Inwieweit sich Regeln bei Banken im Bereich Im-/Export in europäischen und außereuropäischen Ländern (z.B. Panama, wäre etwas weit gefasst) unterscheiden, wurde nicht näher dargestellt.
In Deutschland ist es nicht mehr möglich, zum Beispiel, einen Pre-paid Vertrag für die Mobilfunknutzung, ohne eindeutig, validierte Zuordnung zu einzelnen Personen, abzuschließen.
@ehrlich und kompetent, wie…
Nein, es wurde sich eben keiner Scheinfirma bedient und du brauchst auch ansonsten nichts, außer ggf. Telefonnummern. Simkarten, die mit fremden/falschen Daten registriert sind zu beschaffen, ist aber nun kein Hexenwerk.

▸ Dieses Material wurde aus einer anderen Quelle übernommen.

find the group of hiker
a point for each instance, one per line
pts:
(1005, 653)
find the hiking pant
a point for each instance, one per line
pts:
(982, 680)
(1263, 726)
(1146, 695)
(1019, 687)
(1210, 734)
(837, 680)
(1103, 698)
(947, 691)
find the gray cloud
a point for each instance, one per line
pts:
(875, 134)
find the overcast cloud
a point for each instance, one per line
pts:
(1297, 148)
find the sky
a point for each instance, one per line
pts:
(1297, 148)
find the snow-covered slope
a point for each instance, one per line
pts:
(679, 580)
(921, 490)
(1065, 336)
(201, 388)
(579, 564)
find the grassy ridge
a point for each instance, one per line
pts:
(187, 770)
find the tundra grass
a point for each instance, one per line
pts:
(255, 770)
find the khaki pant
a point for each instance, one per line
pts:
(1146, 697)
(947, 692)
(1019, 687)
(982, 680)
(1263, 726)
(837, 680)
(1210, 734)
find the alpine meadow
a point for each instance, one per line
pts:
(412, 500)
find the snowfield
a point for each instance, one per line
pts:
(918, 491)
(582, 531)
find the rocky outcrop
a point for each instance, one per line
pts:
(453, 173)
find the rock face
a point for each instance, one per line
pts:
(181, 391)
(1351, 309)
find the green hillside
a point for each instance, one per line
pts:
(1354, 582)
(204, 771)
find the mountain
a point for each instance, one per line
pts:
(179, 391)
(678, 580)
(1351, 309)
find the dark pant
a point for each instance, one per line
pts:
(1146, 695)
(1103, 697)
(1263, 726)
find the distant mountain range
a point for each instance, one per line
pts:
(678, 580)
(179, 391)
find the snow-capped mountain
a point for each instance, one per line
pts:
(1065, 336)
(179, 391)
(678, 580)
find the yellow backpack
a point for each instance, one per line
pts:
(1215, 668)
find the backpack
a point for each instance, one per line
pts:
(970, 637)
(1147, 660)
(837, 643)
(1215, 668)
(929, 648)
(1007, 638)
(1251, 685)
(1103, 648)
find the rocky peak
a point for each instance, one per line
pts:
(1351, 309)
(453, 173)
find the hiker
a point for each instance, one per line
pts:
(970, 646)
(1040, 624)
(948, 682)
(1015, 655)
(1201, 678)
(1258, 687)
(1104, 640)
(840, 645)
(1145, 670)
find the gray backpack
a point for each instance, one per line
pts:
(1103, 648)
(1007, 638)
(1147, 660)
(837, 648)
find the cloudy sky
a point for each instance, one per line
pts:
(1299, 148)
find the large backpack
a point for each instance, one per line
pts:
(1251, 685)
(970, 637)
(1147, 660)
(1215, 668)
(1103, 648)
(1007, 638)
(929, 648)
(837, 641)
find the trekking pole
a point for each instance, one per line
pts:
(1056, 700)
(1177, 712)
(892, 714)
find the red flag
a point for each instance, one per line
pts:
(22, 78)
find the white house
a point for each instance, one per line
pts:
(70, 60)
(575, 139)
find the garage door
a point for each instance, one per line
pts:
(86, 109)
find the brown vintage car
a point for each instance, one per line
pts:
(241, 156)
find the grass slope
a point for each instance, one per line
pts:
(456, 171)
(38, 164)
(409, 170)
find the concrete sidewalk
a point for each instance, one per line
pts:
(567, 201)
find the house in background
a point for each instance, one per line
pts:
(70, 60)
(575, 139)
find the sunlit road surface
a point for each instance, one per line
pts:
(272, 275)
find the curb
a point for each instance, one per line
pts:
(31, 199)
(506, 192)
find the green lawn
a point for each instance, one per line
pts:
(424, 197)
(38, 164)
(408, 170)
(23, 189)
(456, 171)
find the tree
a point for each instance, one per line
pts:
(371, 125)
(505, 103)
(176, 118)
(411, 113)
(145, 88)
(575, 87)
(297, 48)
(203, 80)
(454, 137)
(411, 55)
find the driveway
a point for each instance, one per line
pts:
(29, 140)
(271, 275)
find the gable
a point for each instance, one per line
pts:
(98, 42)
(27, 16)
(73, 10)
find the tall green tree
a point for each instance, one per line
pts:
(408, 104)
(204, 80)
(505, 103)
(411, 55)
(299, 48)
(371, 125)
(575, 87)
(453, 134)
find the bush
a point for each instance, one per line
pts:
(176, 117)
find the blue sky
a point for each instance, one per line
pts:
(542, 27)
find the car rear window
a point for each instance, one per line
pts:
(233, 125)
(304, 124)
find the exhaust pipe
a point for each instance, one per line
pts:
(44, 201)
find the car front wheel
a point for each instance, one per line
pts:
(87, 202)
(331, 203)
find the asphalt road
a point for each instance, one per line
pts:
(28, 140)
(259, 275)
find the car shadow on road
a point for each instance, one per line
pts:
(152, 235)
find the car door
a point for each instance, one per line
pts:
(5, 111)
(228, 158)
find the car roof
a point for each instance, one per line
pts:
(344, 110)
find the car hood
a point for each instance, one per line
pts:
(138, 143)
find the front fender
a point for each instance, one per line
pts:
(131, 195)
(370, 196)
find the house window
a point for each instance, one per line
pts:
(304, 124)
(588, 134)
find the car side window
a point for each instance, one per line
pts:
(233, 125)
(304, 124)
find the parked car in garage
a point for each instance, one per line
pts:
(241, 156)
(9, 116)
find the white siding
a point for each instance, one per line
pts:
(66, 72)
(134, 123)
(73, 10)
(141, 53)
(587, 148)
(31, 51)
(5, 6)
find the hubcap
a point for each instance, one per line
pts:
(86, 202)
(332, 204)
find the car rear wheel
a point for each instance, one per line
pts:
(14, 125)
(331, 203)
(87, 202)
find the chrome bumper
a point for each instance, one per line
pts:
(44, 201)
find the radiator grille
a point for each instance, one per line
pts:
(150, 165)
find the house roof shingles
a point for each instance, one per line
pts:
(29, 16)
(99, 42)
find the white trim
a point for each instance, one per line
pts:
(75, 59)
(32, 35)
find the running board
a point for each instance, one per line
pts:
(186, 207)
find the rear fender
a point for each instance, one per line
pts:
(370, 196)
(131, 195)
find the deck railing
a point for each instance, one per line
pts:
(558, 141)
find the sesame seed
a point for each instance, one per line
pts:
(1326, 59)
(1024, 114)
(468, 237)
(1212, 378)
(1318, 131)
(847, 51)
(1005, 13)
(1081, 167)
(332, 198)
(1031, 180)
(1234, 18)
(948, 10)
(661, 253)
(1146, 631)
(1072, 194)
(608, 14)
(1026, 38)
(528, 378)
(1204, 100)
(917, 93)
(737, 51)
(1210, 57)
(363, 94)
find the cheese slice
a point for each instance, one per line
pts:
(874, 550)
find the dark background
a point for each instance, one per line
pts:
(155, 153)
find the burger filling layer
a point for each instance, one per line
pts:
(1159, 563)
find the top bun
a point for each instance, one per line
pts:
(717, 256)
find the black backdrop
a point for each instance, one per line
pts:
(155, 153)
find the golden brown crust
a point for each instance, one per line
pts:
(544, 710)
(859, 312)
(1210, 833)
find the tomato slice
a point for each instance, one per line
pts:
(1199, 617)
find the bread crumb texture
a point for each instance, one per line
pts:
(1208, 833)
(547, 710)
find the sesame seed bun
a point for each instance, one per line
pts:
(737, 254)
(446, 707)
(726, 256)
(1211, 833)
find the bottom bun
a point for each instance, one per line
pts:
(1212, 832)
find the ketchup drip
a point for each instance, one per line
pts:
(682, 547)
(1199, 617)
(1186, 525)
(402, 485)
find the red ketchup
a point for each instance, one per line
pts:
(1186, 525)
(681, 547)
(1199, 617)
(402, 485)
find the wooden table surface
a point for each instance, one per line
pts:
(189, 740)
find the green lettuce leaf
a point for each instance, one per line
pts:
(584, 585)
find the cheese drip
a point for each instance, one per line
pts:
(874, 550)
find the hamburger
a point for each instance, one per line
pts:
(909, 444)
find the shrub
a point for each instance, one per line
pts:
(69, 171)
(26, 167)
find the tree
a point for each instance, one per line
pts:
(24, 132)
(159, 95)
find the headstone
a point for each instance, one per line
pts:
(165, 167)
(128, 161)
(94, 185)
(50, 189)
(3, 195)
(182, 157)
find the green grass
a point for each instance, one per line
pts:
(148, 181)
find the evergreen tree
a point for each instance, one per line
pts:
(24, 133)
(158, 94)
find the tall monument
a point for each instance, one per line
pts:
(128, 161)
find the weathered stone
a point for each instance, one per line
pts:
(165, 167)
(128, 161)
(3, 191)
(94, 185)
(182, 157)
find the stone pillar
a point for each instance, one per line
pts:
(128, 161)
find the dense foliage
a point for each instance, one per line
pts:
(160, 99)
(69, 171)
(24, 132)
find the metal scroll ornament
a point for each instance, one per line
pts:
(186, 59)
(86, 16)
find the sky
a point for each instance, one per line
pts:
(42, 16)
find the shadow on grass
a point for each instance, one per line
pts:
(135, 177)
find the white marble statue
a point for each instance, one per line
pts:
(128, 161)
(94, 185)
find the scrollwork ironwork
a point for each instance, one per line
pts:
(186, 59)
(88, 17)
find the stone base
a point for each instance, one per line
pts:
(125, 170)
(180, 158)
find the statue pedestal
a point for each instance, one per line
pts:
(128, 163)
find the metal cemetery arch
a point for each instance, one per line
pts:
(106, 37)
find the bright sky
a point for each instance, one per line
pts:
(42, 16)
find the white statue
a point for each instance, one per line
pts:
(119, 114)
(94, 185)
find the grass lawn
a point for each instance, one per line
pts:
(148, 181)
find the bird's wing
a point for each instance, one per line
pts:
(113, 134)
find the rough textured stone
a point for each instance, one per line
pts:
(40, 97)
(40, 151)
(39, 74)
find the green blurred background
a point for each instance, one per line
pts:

Auch eine Webseite kann man bei diversen Hostern anonym, sogar gegen Barzahlungen, registrieren.
Ansonsten ist das Vorgehen scheinbar so:
Firmierung XYZ, zB eine Betreiberin von Bürgersolarparks, hat keine oder keine präsente Webseite.
Betrüger publizieren jetzt Webseite, die angeblich dieser Firmierung gehört. Nennen im Impressum aber die eigenen Kontaktdaten (Rufnummer usw.)
Jetzt erfolgt die Bestellung.
Lieferant sucht nach Firmierung XYZ, findet diese Webseite. Ruft vielleicht noch die da hinterlegte Nummer an.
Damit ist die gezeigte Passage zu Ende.